AK Parti Ağrı İl Başkanlığı tarafından İçişleri Bakanı Efkan Ala, Kültür ve Turizm Bakanı Ömer Çelik ve Kalkınma Bakanı Cevdet Yılmaz'ın katılımıyla “Türkiye Barışıyor, Türkiye Büyüyor” konferansı düzenlendi.
Konferansa İçişleri Bakanı Efkan Ala, Kültür ve Turizm Bakanı Ömer Çelik, Kalkınma Bakanı Cevdet Yılmaz, AK Parti Grup Başkanvekili Ahmet Aydın, AK Parti Ağrı milletvekilleri Ekrem Çelebi, M. Kerim Yıldız ve Fatma Salman, Erzurum Büyükşehir Belediye Başkanı Mehmet Sekmen, İl Başkanı Abbas Aydın, AK Parti Ağrı Belediye Başkan Adayı Hasan Arslan, STK temsilcileri, il ve ilçe teşkilatıyla çok sayıda vatandaş katıldı. Konferansta konuşan İçişleri Bakanı Ala, "Türkiye'nin ilerlemesine, milletimizin birliğine, dirliğine ağır bunalım olarak gelmiş, girmiş olan temel başka bir sorunumuzu da ele aldık. Bunu da çözüm süreciyle Allah'ın izniyle nihayetlendireceğiz, kararlıyız, sonuçlandıracağız. 2002'den beri Türkiye'de önemli devrimlere imza atmış kadronun elemanlarıdır. Önceki iktidarlar döneminde Türkiye hak ettiği yere gelmedi. Yurt dışında bir mesele olduğu zaman Türkiye'nin o meselenin konuşulduğu masanın etrafında oturmadı. Sürekli, alınan kararları uygulamak durumunda kaldı. Türkiye, ne zaman temel problemlerinden birini masaya yatırsa ve o temel problemlerinden birini çözmeye çalışsa hem içeriden hem dışarıdan birtakım ön kesmelere maruz kalmıştır. Türkiye'nin temel probleminin çözümünde mevcut sistemi değiştirdik. Bunun en tipik örneğini işte burada görüyoruz. Başı açık, başı örtülü kardeşim yan yana oturuyor. Türkiye'de hiç olmayacak bir problem üretildi ve yıllarca üniversitelerde başörtülü insanlar üniversiteye alınmadı. Bunun hiçbir mantığı yok.

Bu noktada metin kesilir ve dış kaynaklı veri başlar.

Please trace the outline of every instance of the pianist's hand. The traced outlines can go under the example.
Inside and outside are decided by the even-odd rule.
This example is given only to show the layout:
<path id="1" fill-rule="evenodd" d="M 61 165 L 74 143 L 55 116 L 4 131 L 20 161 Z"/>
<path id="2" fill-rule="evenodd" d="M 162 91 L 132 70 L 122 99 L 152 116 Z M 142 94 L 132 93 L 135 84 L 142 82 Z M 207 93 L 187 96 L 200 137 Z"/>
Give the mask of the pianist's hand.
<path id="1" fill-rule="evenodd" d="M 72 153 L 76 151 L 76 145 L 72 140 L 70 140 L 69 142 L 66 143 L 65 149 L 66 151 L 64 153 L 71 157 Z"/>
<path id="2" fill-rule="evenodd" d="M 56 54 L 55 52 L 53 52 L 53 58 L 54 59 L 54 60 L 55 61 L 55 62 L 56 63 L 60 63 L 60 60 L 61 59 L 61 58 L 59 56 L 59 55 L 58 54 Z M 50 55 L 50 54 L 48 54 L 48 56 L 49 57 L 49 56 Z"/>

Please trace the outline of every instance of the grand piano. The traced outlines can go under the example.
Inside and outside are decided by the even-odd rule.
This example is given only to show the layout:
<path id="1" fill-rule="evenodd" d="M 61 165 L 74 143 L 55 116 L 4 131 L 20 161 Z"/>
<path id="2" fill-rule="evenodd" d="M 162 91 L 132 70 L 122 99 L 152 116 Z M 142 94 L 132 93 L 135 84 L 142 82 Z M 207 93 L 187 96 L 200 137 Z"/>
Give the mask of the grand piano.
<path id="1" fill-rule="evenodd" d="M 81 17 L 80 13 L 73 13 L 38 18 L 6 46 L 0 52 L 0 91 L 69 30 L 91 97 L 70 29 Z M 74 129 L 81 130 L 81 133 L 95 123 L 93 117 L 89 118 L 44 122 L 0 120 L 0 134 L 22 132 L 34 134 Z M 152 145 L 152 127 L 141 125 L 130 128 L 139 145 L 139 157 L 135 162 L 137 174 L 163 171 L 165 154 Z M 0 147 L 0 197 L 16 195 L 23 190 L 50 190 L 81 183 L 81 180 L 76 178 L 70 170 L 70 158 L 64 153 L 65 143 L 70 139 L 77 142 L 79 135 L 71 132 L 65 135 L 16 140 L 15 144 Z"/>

AK Parti hükümetleri, Türkiye'de etnik kökene dayalı çatışma ortamı yürütülmesi sorununa el attı” dedi.
ALA’NIN SUNUMU
Bakan Ala, “CHP'nin ne dediğinin bir önemi yok. Onlar, problemden beslenen, bataklıktan beslenen bir anlayışın temsilcileridir. Dönüşmedikleri sürece onların Türkiye'de yerleri yok. Yerleri, işte milletimizin koyduğu yerdir. 37. sizler öyle bir sonuçla seçim yaptınız ki hep birlikte belediye başkanlığı seçimlerinde 37 ilde yüzde 10 barajının altında kaldı bu zihniyet. Onun için millet bu sorunu çözmüştür. Bize kendi sorunlarını, problemlerini çözme yetkisi vermiştir. Sizlerin verdiği oylardan sonra Ankara'ya gidip, Ankara'da o sistem, statüko ve onun müttefikleriyle işbirliği yaparak, sizin aleyhinize kararlar alan bir kadro değiliz. Çözüm sürecini kararlılıkla yürüttük. Türkiye'nin ilerlemesine, milletimizin birliğine, dirliğine ağır bunalım olarak gelmiş, girmiş olan temel başka bir sorunumuzu da ele aldık. Bunu da çözüm süreciyle Allah'ın izniyle nihayetlendireceğiz, kararlıyız, sonuçlandıracağız. Etnik kökene dayalı kültürel hakların yoksunluğunun ortaya çıkaracağı problemin AK Parti tarafından çözülmesinden endişe duyuldu. Problem, AK Parti eliyle çözülürse AK Parti'yi, bu hareketi bir daha sandıkta yenmek mümkün olmayacak. Türkiye'nin önünü kesmek mümkün olmayacak. Biz birlikte olduğumuzda bakın tarihe, Osmanlı gibi yedi düvele hükmeden bir medeniyeti inşa ettik mi, ettik. Biliyorlar ki birlikte olursak 'yine kendi problemlerini çözer ve yola devam ederlerse aynı güçlü şekilde, aynı kültürel atmosfer içerisinde bizim karşımıza çıkarlar ve biz burada çok büyük zorluk çekeriz’ diyerek. Onun için böyle taarruzlarda bulunuyorlar. Bize çok ağır saldırılar oldu çünkü ara bulucuları, aracıları devre dışı bıraktık ve kendimiz Türkiye'nin en temel problemini çözeceğiz' diye inisiyatif aldık. Bu nedenle çeşitli görüşmeler, değerlendirmeler yapıyoruz. Bu arada alacağımız inisiyatifleri sizlerle paylaşıyoruz, bir kısmını da paylaşmadan yolumuza devam ediyoruz ve sonuçta elde edeceğimiz pozitif sonucu nihayetlendirip, sizlerle paylaşacağız. O zaman göreceksiniz ki Türkiye, gerçekten dönüş alınamaz ivmeyle yoluna, kalkınmasına devam edecektir” şeklinde konuştu.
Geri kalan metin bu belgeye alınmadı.